Hall’s findings are that it is impossible to predict life-cycle consumption into the far future. After a few quarterly predictions, consumption should be treated as an exogenous variable. Even with predictions of one or two quarters, any prediction is as good as it gets and can only be slightly improved with current stock prices.
The utility function the marginal utility is assumed to be a linear function of consumption as this implies that consumption follows a random walk apart from a trend. Functional form wise this makes sense as the greater the consumption the greater the utility that should be received, however by now we are aware of diminishing returns and as such should take this with a grain of salt and perhaps a assumption that takes that into account would be a better assumption.
Et u’(ct+1) = [(1 + delta)/(1 + r)] u’(ct)
The data that hall uses is the consumption of nondurables and services in 1972 dollars from the U.S. National Income and Product Accounts divided by the population.

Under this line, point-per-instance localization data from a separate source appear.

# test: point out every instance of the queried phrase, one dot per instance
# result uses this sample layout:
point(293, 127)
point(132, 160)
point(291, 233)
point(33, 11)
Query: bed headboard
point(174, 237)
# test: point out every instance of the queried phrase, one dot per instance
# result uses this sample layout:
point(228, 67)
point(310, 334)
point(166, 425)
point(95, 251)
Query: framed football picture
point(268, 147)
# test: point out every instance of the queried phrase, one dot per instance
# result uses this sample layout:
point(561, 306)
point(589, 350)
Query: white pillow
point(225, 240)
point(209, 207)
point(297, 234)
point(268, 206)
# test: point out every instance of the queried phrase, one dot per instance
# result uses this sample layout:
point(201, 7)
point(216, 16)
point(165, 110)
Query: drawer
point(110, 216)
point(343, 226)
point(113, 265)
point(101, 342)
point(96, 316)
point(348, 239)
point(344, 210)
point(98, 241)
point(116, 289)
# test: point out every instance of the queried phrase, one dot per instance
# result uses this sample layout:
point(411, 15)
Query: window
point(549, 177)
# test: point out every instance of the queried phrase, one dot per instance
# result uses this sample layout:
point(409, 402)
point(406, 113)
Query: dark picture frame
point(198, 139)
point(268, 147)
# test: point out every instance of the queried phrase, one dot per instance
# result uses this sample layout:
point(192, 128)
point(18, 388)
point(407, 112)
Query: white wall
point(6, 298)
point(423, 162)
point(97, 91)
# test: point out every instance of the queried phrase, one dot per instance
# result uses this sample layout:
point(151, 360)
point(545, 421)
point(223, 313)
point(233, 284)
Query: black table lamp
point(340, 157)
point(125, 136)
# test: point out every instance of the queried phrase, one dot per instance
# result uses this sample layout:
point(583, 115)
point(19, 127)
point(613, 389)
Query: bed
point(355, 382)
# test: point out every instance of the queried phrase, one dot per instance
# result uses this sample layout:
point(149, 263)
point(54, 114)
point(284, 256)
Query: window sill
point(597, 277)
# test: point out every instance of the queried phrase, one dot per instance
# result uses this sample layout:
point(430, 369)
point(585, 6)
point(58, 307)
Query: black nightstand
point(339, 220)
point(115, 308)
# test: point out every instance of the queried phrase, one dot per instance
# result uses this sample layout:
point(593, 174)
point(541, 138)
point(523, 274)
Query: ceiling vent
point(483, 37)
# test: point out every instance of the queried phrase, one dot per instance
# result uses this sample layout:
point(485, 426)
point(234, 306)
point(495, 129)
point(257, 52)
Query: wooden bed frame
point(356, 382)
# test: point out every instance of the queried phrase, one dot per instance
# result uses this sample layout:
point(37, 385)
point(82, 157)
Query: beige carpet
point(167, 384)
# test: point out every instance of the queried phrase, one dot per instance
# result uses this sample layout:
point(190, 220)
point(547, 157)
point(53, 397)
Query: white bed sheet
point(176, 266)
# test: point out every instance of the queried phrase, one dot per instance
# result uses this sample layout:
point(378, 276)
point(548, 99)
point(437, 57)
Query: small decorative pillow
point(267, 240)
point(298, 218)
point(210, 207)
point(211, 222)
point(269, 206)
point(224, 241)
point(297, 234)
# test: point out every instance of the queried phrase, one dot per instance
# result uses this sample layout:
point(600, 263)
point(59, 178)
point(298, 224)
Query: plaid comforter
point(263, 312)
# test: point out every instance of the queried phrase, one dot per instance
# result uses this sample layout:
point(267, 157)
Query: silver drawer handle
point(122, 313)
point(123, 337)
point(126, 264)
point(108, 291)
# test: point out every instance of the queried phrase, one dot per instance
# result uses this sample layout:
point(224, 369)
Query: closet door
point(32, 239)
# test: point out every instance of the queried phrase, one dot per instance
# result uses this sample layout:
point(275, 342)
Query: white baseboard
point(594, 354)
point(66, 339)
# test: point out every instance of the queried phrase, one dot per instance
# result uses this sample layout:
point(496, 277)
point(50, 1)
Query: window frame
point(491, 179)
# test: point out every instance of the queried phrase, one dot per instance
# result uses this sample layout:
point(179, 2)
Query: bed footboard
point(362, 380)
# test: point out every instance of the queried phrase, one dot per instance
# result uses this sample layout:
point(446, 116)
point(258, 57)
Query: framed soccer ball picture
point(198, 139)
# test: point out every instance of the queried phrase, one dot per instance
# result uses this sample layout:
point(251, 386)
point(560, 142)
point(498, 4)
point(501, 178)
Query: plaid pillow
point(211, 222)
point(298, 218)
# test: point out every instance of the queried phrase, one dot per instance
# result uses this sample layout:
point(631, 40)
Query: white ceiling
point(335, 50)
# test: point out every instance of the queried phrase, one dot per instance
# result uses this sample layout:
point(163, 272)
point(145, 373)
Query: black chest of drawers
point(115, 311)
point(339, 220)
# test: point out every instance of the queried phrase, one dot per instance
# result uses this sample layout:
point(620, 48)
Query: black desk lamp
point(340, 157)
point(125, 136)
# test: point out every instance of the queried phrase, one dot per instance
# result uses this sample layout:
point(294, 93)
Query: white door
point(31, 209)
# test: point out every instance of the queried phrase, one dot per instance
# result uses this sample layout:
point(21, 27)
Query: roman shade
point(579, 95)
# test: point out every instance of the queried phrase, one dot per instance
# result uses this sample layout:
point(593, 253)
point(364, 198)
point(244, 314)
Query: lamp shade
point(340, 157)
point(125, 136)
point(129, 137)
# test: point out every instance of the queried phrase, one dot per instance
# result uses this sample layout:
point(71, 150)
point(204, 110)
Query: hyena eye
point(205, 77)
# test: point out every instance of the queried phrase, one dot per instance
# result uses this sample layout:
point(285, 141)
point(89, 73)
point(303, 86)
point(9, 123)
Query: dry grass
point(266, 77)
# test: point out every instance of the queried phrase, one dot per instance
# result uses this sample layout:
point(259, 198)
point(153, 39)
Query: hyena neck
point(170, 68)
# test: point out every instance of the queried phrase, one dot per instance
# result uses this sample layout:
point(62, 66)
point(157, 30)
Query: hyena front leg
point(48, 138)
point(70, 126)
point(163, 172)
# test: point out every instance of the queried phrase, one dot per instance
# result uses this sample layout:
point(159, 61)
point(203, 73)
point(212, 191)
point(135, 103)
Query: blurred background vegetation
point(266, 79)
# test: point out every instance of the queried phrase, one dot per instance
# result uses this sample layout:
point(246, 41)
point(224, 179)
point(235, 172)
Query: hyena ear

Hall finds that lagged wealth reduces the standard error of the consumption regression function by 20 cents. It is consistent with the permanent income hypothesis, as the hypothesis infers that wealth in previous quarters should have no predictive value on consumption for this quarter, which the results confirm.
Fiscal policy which partly concerned with taxation can have an impact on consumption. These policies must be new otherwise they are already taken into account and they must have an impact on permanent income, like taxes.